Bibliotherapy has numerous practical benefits when compared with traditional psychotherapies. It is low-cost, brief, and can be conducted easily when face-to-face interventions are not plausible, such as during the current COVID-19 pandemic. The positive effects of bibliotherapy are also generally long-lasting, persisting for anywhere between 3 months and 3 years. Further, bibliotherapy has been shown to be as effective as face-to-face psychotherapy for reducing depression and anxiety symptoms in one large systematic review. Finally, bibliotherapy is shown to normalize the experience of mental health struggles, thereby reducing stigma and allowing patients to feel that they are not alone. Due to the lack of large-scale randomized controlled trials examining the effectiveness of bibliotherapy, there may be additional unknown benefits to this practice, perhaps especially in easily-scalable, online peer-to-peer modalities, as with the present study.
Three key aspects of suicide-related narrative bibliotherapy may be particularly beneficial to those struggling with suicidal thoughts. For one, the first-person perspective of narrative content conveys experiential knowledge about a subject area that is not often discussed openly. By sharing a first-hand experience with challenges, the author of the narrative can communicate specific challenges to be overcome, identify gaps in the reader's knowledge, propose strategies that were beneficial, and provide the reader with a plan for recovery. In doing so, suicide narratives, especially those that showcase recovery-related behaviors and activities (e.g., seeking support), could help people by illustrating the possibility of recovery. Indeed, inspiring optimism is shown to be a key benefit of narrative-sharing for individuals experiencing psychological distress.
Second, suicide narratives may lead to improvements in mental health and wellbeing by increasing social connectedness to a broader community. This may be especially important for suicidal people who face stigma and social isolation that may further exacerbate distress. Moreover, improving connectedness may be critical in remediating problems associated with social isolation caused by the COVID-19 pandemic.
Third, narratives are implicitly engaging and naturally constructed to make sense of complex circumstances and emotions. Narrative-based bibliotherapy may therefore hold particular value in healthcare communications and in interventions for which patients are expected to learn and apply new knowledge, skills, or behavioral strategies. Likewise, bibliotherapy may be able to support patients' abilities to verbalize their thoughts and feelings by helping these individuals develop a semantic representation of complex psychological processes.
Recently, a growing number of studies have revealed therapeutic benefits of digital mental health resources for people at risk for suicide. Such resources include peer-to-peer internet support networks, web-based individual psychotherapy platforms, and smartphone apps designed to improve the user's sense of self worth. The internet may be a fruitful domain for the development of new suicide interventions, as people with suicidal thoughts may be more likely to seek support online to avoid stigma, readily available methods for the detection of suicide-related discussions online have been validated, and digital interventions can reach a broader population more easily than traditional psychotherapies, including those unable or unwilling to attend in-person appointments.

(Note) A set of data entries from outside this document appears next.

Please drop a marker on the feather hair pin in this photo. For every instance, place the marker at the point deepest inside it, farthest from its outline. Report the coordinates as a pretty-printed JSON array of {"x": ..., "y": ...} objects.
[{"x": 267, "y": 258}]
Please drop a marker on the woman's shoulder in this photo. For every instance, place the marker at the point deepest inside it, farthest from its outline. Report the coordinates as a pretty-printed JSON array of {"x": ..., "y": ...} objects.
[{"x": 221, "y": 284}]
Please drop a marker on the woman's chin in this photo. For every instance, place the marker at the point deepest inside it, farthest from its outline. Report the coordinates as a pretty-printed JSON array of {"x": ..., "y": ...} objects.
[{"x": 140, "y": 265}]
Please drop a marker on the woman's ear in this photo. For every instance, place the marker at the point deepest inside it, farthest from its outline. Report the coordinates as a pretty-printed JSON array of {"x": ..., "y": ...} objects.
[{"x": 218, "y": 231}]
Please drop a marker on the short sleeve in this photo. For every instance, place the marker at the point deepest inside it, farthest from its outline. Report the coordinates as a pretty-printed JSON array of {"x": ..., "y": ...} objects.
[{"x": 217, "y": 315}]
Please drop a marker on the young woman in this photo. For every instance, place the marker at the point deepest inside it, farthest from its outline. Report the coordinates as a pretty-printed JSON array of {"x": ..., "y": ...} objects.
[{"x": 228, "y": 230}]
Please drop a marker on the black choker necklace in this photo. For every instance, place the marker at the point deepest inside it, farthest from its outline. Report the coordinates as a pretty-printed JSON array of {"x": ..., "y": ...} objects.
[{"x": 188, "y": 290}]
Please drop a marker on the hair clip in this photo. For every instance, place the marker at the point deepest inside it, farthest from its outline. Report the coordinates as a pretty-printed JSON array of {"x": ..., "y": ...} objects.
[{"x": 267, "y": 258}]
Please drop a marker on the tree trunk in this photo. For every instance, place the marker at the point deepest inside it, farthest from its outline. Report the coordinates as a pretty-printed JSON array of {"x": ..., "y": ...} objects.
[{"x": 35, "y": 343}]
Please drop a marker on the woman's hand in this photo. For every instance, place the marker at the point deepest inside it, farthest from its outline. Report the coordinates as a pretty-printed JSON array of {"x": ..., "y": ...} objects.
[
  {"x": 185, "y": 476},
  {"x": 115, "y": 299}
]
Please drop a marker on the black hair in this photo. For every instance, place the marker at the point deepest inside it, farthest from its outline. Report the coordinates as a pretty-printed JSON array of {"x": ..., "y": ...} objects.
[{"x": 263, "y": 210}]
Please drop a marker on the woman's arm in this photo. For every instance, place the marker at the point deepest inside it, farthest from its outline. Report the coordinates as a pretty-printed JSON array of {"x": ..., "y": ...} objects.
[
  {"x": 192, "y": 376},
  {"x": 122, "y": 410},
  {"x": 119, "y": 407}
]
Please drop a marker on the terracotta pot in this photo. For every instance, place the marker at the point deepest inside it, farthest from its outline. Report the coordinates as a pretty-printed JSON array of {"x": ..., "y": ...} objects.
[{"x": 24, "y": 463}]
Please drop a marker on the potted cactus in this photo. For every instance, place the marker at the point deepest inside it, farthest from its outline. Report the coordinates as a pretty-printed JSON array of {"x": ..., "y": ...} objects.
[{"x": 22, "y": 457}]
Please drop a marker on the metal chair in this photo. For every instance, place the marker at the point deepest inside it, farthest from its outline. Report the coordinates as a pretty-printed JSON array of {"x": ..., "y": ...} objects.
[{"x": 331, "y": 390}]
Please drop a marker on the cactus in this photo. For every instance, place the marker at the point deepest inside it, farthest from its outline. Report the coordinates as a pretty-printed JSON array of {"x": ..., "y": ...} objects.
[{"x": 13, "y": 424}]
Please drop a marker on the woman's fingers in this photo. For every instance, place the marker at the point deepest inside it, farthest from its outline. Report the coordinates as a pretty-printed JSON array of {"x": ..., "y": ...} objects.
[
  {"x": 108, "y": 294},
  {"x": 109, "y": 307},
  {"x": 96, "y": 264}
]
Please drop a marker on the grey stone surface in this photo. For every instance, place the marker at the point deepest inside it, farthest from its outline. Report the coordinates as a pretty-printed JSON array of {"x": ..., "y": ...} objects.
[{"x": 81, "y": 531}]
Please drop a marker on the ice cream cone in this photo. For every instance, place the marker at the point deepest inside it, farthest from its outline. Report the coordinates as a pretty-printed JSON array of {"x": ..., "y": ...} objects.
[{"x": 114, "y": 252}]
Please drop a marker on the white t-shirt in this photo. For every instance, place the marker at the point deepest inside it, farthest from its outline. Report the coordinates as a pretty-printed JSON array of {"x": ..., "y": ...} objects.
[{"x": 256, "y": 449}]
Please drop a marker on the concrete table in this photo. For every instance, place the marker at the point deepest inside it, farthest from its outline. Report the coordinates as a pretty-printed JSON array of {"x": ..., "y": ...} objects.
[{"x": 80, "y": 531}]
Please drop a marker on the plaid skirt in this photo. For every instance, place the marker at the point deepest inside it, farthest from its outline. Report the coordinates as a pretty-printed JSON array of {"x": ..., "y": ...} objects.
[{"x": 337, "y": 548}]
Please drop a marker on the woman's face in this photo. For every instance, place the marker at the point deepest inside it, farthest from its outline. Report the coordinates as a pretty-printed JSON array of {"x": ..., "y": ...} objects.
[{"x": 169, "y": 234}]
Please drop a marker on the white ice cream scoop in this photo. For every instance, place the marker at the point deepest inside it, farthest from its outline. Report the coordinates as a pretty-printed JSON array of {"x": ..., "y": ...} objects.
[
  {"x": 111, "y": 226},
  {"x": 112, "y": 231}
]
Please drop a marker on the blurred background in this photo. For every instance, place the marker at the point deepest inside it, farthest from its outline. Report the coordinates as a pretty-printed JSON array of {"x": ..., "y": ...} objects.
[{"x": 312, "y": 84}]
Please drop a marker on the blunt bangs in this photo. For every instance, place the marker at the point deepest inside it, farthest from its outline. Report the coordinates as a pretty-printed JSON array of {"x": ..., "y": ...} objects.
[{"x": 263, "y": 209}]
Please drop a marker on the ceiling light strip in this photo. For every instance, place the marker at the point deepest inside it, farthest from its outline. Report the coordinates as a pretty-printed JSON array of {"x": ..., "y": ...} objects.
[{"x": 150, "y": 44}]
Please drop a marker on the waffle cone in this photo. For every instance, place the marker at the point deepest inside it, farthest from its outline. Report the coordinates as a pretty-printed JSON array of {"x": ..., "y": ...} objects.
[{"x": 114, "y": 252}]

In short, society is in need of effective suicide interventions that are low-cost, engaging, and highly scalable, and internet-based resources seem poised to host such interventions.

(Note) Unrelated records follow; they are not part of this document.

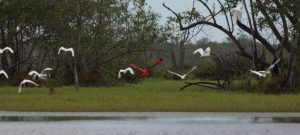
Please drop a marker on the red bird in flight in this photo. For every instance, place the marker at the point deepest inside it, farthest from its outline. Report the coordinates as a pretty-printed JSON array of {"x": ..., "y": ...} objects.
[{"x": 145, "y": 72}]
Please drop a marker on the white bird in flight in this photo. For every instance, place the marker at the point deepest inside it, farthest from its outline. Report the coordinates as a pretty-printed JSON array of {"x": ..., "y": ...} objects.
[
  {"x": 4, "y": 73},
  {"x": 267, "y": 71},
  {"x": 214, "y": 8},
  {"x": 203, "y": 53},
  {"x": 41, "y": 75},
  {"x": 124, "y": 71},
  {"x": 237, "y": 13},
  {"x": 182, "y": 77},
  {"x": 66, "y": 50},
  {"x": 6, "y": 48},
  {"x": 25, "y": 81}
]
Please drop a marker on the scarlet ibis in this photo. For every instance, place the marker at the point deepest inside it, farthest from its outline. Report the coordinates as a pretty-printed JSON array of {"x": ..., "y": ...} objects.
[
  {"x": 267, "y": 71},
  {"x": 6, "y": 48},
  {"x": 182, "y": 77},
  {"x": 145, "y": 72},
  {"x": 125, "y": 71},
  {"x": 66, "y": 50},
  {"x": 202, "y": 53},
  {"x": 4, "y": 73}
]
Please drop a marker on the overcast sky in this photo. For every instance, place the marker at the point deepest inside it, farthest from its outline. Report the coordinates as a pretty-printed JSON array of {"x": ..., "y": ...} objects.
[{"x": 182, "y": 5}]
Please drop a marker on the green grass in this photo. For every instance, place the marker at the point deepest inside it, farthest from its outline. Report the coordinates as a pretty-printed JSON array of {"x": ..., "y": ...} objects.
[{"x": 152, "y": 95}]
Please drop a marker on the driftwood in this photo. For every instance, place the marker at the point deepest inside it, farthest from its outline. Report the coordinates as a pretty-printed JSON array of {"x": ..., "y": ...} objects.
[{"x": 202, "y": 84}]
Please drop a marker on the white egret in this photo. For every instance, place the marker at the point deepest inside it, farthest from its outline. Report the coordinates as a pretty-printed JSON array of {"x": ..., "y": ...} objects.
[
  {"x": 237, "y": 13},
  {"x": 66, "y": 50},
  {"x": 267, "y": 71},
  {"x": 124, "y": 71},
  {"x": 25, "y": 81},
  {"x": 4, "y": 73},
  {"x": 182, "y": 77},
  {"x": 203, "y": 53},
  {"x": 6, "y": 48}
]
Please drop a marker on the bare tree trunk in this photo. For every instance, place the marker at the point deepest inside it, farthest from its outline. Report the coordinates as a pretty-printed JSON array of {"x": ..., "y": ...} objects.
[
  {"x": 173, "y": 57},
  {"x": 3, "y": 56},
  {"x": 77, "y": 45},
  {"x": 181, "y": 54}
]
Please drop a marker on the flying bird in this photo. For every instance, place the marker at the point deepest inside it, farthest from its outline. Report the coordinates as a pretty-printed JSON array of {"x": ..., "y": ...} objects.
[
  {"x": 124, "y": 71},
  {"x": 4, "y": 73},
  {"x": 66, "y": 50},
  {"x": 214, "y": 8},
  {"x": 6, "y": 48},
  {"x": 267, "y": 71},
  {"x": 41, "y": 75},
  {"x": 202, "y": 53},
  {"x": 145, "y": 72},
  {"x": 25, "y": 81},
  {"x": 237, "y": 13},
  {"x": 182, "y": 77}
]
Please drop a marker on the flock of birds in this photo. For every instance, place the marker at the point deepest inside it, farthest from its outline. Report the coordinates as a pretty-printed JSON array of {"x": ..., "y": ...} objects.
[
  {"x": 35, "y": 75},
  {"x": 201, "y": 52},
  {"x": 143, "y": 71}
]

Social media platforms provide an opportunity for users to discuss their experiences with mental health difficulties and allow other users to read, comment on, and share these stories with others at no monetary cost. People with suicidal thoughts, behaviors, and related self-injurious concerns tend to utilize social media platforms as a way to communicate and find information about these concerns. The content posted on these platforms, therefore, represents an opportunity to explore whether this form of digital bibliotherapy can help people struggling with suicide. Several recent studies have provided preliminary evidence that digital bibliotherapies can be beneficial for suicidal thoughts. However, many of these studies are qualitative in nature, all examined small sample sizes, and none to our knowledge have employed a randomized controlled design to systematically examine the influence of narrative bibliotherapy on suicidal thoughts.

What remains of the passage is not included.